In my work with clients and classes, some blog posts come up a LOT.

Forcing a Parallel Query Execution Plan by Paul White – Paul’s posts usually cover execution plan components in incredible detail, but the real gem in this one is the section called “Parallelism-Inhibiting Components.” If your T-SQL includes this stuff, the whole plan or a zone of it will go single-threaded.

Use Caution with SQL Server’s MERGE Statement by Aaron Bertrand – Whenever someone’s question starts with, “I’m using MERGE to…”, I immediately open this page and show them the list of known problems with MERGE. Their response is, “Oh my God, you mean these are really known bugs? What should I use instead of MERGE?” We have a discussion about rolling your own upsert. MERGE needs a 12-step recovery program.

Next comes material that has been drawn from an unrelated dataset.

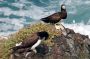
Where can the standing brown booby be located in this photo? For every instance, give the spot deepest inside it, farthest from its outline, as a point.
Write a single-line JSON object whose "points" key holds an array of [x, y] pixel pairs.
{"points": [[32, 41], [56, 17]]}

Take Care When Scripting Batches by Michael J. Swart – When you need to affect a lot of rows – like a big delete or update – and you need to do it repeatedly over time, batching can help. If you really want the most performance, you need to run scientific experiments like Swart does in his post:

Logical reads per delete – read Swart’s post for what it means

Serverless Architectures by Mike Roberts – Also known as Function-as-a-Service (FaaS), serverless is a new way of application development and deployment. This post is a monster, but just read the first section, “What is Serverless?” and stop at the “Benefits” section. Knowing just that part will help you have better conversations with architects and developers.

Juggling Writing AND a Job? Figure It the %$&* Out by Chad Gervich – This one’s professional development, not tech, but it comes up a lot. It’s for people with day jobs who want to become screenwriters, but the exact same advice holds true for aspiring bloggers. It doesn’t matter if you want to build something – we all wanna build stuff. You also have to have the spare time, or make it by making sacrifices in other parts of your life.

Slow in the Application, Fast in SSMS by Erland Sommarskog – Listeners of our Office Hours podcast probably feel like this one comes up every single week.

Maker’s Schedule, Manager’s Schedule – if you want an employee to finish hard tasks, block out their calendar so they don’t have to context switch.